There, I just used up my annual allotment of the word "awesome" and it's only June. From this point forward I shall not use the word "awesome" in a colloquial way. Actually, from this point forward, because I just said "awesome" in the last sentence. Damn it! No more "@wesome" from now on. Starting now.
What is the comic about? Look at the frickin' cover, it's about a bunch of heroes attacking frickin' Galactus, the Eater of Earths! 'Nuff said, pilgrim!
In the comic, the Fantastic Four and friends do indeed battle Galactus, that giant purple planet eater who wanders the cosmos destroying random planets. John Byrne wrote and drew this intergalactic beat down wherein the FF and select Avengers battle a giant Galactus on the streets of New York City.
Oh, did I mention --?
NEW YORK CITY IS TOTALLY FLOATING IN SPACE!
Even when he's not at the top of his game, Galactus is still more than a match for a handful of heroes. When shit goes wrong, sometime you gotta bring in Dr. Strange to fix things. Hey, it works for Brian Bendis! Ba-dum dum! Byrne draws a cool neo-Ditko version of Dr. Strange in this issue.
Anyway, the Sorceror Supreme steps up to bat and just takes Galactus out with a Dio salute:
After Reed and The Thing take out a staggered Galactus with a crazy slingshot move, Dr. Strange smugly explains that he cast a spell that showed Galactus his greatest fear and he lost his shit. What did Dr. Strange show Galactus that freaked him out so much? What is the greatest fear of the Chower of Worlds? The Borg? Sharks? Comets? Mine would be watching the 1993 season of Boy Meets World over and over and over while dingos endlessly eat my innards.
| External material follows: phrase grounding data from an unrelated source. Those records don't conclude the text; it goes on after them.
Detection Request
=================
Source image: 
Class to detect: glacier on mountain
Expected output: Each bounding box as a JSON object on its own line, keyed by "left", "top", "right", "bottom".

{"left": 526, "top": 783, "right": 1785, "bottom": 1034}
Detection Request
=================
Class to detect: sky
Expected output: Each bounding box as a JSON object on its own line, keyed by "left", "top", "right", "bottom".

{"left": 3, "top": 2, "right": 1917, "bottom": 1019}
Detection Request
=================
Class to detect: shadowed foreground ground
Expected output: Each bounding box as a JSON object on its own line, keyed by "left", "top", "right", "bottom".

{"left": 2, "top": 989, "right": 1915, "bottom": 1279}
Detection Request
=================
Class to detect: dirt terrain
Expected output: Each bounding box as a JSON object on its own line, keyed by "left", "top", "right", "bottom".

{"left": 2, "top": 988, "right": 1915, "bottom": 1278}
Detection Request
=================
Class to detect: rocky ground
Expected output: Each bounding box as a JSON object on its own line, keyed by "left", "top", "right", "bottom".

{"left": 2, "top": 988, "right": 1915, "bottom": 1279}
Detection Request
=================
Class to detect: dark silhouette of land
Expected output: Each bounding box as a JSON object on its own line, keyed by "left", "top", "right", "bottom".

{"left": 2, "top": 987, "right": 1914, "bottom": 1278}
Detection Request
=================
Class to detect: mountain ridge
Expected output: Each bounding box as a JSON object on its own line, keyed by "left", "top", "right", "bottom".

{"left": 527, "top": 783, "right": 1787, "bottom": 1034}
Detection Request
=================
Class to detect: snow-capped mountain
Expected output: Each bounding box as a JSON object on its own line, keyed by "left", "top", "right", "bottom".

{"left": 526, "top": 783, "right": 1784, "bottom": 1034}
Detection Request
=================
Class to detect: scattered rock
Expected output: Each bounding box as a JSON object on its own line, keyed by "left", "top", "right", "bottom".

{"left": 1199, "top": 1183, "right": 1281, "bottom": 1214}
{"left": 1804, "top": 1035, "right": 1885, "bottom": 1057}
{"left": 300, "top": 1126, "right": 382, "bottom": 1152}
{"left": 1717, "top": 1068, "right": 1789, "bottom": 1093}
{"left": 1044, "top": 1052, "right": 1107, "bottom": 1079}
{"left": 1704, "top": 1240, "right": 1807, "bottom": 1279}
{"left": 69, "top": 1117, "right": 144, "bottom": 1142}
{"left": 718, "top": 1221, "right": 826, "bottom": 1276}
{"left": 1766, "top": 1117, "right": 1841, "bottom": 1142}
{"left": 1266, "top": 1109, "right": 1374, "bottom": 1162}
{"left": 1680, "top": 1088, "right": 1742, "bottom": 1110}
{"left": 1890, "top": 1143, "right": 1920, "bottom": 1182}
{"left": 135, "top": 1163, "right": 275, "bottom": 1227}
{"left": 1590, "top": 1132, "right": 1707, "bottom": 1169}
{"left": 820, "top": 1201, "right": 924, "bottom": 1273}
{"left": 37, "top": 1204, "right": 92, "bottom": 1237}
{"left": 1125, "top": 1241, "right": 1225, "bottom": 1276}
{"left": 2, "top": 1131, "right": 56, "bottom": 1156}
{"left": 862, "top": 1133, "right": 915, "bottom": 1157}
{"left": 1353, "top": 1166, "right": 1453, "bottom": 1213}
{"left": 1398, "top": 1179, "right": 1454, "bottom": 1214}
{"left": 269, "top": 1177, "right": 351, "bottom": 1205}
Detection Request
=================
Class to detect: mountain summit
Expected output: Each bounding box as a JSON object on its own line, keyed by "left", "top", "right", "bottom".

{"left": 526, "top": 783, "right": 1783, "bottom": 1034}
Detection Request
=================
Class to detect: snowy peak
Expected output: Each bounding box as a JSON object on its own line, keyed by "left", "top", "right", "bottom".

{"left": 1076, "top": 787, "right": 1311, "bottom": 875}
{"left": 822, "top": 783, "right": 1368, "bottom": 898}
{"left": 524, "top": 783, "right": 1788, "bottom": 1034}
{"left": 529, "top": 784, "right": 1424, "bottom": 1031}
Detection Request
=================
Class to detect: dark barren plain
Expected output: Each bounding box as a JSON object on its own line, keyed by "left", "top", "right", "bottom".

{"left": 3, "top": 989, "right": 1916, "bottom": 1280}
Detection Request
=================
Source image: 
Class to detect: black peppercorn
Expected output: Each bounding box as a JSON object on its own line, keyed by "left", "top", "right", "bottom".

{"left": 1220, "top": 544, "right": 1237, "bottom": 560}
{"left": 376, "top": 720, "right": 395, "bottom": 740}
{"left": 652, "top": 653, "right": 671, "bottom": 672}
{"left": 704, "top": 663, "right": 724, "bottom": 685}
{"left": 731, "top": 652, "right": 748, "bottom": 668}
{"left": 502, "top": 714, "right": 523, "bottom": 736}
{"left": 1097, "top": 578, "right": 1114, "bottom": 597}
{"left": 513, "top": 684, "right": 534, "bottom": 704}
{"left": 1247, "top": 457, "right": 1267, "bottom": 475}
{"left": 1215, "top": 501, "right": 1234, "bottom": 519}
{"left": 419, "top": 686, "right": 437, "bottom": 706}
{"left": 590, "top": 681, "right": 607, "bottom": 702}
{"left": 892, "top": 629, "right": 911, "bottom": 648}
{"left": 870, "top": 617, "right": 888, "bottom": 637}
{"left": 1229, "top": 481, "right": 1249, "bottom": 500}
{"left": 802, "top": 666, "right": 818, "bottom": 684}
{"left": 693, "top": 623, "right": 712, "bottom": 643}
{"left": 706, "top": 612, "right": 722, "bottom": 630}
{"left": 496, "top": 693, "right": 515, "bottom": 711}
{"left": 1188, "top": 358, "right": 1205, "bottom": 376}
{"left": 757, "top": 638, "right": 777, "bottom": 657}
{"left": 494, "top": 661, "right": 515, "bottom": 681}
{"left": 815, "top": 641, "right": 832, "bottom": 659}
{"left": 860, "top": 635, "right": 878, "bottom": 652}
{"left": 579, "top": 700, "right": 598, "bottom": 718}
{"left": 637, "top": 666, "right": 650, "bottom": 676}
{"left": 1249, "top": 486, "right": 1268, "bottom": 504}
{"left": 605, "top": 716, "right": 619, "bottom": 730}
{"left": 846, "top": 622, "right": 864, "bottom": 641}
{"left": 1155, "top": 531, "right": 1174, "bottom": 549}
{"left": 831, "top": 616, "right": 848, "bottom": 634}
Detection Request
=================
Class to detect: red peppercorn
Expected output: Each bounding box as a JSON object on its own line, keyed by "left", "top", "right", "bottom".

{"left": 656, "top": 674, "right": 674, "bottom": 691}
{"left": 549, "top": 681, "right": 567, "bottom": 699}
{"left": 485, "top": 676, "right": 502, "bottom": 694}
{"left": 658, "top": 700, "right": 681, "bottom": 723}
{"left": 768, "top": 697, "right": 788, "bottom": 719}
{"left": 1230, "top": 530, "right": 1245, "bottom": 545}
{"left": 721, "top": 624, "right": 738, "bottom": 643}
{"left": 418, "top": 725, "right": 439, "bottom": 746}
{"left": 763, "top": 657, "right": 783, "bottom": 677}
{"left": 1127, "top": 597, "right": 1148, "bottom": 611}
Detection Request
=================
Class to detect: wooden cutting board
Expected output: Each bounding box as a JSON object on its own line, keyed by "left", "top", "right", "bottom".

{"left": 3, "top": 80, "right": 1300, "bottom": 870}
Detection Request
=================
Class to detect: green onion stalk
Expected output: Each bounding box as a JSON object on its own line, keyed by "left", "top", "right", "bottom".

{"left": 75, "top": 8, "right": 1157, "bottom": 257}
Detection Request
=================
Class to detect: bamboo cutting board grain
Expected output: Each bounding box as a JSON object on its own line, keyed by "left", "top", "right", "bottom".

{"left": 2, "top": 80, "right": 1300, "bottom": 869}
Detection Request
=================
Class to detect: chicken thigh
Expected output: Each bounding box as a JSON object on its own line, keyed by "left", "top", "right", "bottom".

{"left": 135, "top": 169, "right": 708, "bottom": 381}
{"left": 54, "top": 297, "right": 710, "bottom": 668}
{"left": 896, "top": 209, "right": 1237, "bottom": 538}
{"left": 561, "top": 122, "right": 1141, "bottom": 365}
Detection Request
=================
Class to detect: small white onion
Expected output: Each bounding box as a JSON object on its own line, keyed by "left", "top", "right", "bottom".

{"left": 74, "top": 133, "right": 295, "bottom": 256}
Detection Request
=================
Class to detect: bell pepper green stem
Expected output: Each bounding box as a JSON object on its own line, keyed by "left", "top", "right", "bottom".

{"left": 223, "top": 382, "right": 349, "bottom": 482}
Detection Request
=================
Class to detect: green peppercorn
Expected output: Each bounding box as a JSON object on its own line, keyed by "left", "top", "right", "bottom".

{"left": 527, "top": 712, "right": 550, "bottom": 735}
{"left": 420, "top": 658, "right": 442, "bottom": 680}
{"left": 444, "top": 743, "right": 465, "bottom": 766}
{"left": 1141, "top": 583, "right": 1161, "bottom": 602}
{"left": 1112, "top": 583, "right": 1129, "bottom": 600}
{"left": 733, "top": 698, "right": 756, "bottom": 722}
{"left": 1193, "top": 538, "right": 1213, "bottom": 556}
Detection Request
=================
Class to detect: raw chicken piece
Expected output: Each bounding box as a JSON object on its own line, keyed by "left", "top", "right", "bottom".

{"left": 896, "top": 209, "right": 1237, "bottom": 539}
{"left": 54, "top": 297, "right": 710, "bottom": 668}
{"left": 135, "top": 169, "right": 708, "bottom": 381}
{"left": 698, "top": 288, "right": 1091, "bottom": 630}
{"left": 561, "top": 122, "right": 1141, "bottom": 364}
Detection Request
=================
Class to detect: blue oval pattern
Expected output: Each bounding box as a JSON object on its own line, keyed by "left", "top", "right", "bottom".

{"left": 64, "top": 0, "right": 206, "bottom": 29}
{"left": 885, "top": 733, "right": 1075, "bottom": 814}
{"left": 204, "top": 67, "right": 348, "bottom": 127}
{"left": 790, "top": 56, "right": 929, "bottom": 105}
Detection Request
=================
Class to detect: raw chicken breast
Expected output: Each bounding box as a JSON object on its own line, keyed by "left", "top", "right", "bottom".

Of course, the heroes prevail over Galactus, but wait. He's sick. Maybe he's got a thorn in his paw or something that's been making him grouchy. Aww, he needs our help...
The classic model of Reed Richards (depicted here) is a personality based on relentless curiousity and moral absolutism - something we haven't seen a lot of in some recent appearances of the character like Civil War. Here, Reed sees it as his moral duty is to save Galactus, even if it is inconvenient or inexpedient - and it's a decision that will cost him. That's the Reed Richards I dig.
The great thing about this issue and Byrne's FF run in general is the affection/reverance Byrne has for the real classic Lee/Kirby comics. Plus, the art was tight. Growing up, Byrne's work during this period really defined superhero comics for me - I just ate his stuff up, and I think it holds up remarkably well today.
This comic has the versions of Reed Richards and John Byrne that I most dig - I can pretend that the other stuff doesn't exist as long as I have comics like Fantastic Four #243. Contented sigh.